CPU bug makes virtually all chips vulnerable

Brendan · Post by **Brendan** » Wed Jan 03, 2018 11:46 pm

Hi,

~ wrote:How do the patches for these vulnerabilities actually work (Meltdown/Spectre)? Are they really just a separation of page tables for kernel and programs?

Currently; for systems without PCID, whenever the kernel is returning to CPL=3 it sets the pages to almost everything in kernel space to "not present", and then when anything causes a switch from CPL=3 back to CPL=0 the kernel restores all of its pages back to "present". For systems with PCID, kernel and the process each have their own "address space ID", and when kernel is returning to CPL=3 it changes the current address space ID to the process' address space ID, and when anything causes a switch from CPL=3 back to CPL=0 the kernel changes the current address space ID to the kernel's address space ID.

For both cases there's a small piece of the kernel that contains the kernel's entry points and exit points, that can't be protected because it contains the code to adjust the current address space (but the small piece that can't be protected doesn't contain any sensitive data either, so that's not really a problem).

This works by making it impossible for the CPU to determine the physical address to speculatively fetch data from.

Note: I'm not sure how small the "small piece of the kernel" actually is.
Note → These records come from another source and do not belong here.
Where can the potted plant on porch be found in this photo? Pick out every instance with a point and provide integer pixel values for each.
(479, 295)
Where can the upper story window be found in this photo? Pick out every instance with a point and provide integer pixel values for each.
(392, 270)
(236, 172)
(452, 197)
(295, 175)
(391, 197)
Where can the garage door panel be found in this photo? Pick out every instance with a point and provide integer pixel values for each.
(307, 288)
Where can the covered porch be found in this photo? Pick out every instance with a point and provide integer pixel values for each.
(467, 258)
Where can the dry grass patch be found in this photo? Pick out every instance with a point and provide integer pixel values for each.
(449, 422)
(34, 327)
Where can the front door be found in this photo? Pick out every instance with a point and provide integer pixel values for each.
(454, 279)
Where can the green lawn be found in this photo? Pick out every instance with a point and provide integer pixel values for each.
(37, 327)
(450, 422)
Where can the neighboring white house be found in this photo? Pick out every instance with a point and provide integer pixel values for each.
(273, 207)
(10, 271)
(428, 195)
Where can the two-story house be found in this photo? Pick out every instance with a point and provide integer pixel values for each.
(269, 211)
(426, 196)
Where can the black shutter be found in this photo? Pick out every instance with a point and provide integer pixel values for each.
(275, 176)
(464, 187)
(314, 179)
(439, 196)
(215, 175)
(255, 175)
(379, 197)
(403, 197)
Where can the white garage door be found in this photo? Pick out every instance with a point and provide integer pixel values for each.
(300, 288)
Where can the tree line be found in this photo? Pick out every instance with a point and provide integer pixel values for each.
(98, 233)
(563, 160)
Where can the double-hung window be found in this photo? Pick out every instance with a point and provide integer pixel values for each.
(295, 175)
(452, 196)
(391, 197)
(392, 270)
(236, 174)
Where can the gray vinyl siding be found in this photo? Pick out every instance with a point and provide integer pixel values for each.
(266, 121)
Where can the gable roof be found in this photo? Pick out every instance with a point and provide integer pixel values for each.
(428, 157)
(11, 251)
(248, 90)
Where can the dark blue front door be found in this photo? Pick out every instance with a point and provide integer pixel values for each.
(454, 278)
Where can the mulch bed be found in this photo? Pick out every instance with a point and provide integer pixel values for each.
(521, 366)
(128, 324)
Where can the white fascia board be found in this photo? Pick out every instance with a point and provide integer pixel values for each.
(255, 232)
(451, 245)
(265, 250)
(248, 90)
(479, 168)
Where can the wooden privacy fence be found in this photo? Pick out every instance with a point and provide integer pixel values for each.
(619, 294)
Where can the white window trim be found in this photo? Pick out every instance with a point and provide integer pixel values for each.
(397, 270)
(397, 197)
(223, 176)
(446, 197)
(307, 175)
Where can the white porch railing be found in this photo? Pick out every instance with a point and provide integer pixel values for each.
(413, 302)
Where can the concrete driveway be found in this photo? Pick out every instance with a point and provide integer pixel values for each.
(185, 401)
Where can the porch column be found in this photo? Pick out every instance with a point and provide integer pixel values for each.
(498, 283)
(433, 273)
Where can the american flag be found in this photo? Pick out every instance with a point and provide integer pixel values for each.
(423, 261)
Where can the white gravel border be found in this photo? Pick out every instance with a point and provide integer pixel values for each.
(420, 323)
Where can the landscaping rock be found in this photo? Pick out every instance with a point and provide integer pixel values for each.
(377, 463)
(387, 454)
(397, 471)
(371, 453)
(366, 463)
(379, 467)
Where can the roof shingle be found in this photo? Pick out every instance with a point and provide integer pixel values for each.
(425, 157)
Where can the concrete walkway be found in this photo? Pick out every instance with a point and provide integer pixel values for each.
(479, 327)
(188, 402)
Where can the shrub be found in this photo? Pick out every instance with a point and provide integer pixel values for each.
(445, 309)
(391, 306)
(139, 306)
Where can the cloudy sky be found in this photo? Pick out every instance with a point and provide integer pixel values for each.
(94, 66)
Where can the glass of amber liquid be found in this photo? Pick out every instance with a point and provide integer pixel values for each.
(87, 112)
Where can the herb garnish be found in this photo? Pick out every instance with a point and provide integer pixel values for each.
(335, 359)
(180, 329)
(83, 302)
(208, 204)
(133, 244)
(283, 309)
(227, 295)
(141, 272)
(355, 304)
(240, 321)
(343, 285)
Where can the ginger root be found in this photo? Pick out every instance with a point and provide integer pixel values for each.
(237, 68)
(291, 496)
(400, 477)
Windows is closed source (and hasn't been patched yet?), and I'm too lazy to look at the Linux patches.

Cheers,

Brendan

davidv1992 · Post by **davidv1992** » Thu Jan 04, 2018 2:54 am

For those interested, the papers have been published now at https://spectreattack.com/

Solar · Post by **Solar** » Thu Jan 04, 2018 3:30 am

After quickly skimming the above link (thank you davidv1992):

Sik wrote:
Solar wrote:Apparently there is no way to fix this in hardware / firmware.
AMD is not affected so it's clearly avoidable.

Correction:

AMD is affected by Spectre.

It is unclear if AMD is affected by Meltdown.

The same, by the way, is true for ARM CPUs.

Octacone · Post by **Octacone** » Thu Jan 04, 2018 5:35 am

But what can we (as OS developers) do about it? Is it really that painful to fix?

~ · Post by ~ » Thu Jan 04, 2018 6:01 am

We would probably need to be able to fully reproduce the bugs or we might be solving nothing if we don't fully know what's happening and how to avoid it.

As I said I would start by doing the following:

- Disable the CPU cache fully. Most OSes here don't use the cache due to their beginner-level simplicity. When we learn to use the cache efficiently, we can selectively invalidate the whole cache and wait a time for the cache flush operation to complete, when we don't want data leak. We could add cases to the kernel, like flushing the cache every 15 or 30 seconds, or when using hashing/criptography APIs, for the things that would trigger a full cache flush.

- Provide APIs to set the program configuration to invalidate the cache every time it's switched by the multitasking system, and also a flag to invalidate it if it's run as root/administrator.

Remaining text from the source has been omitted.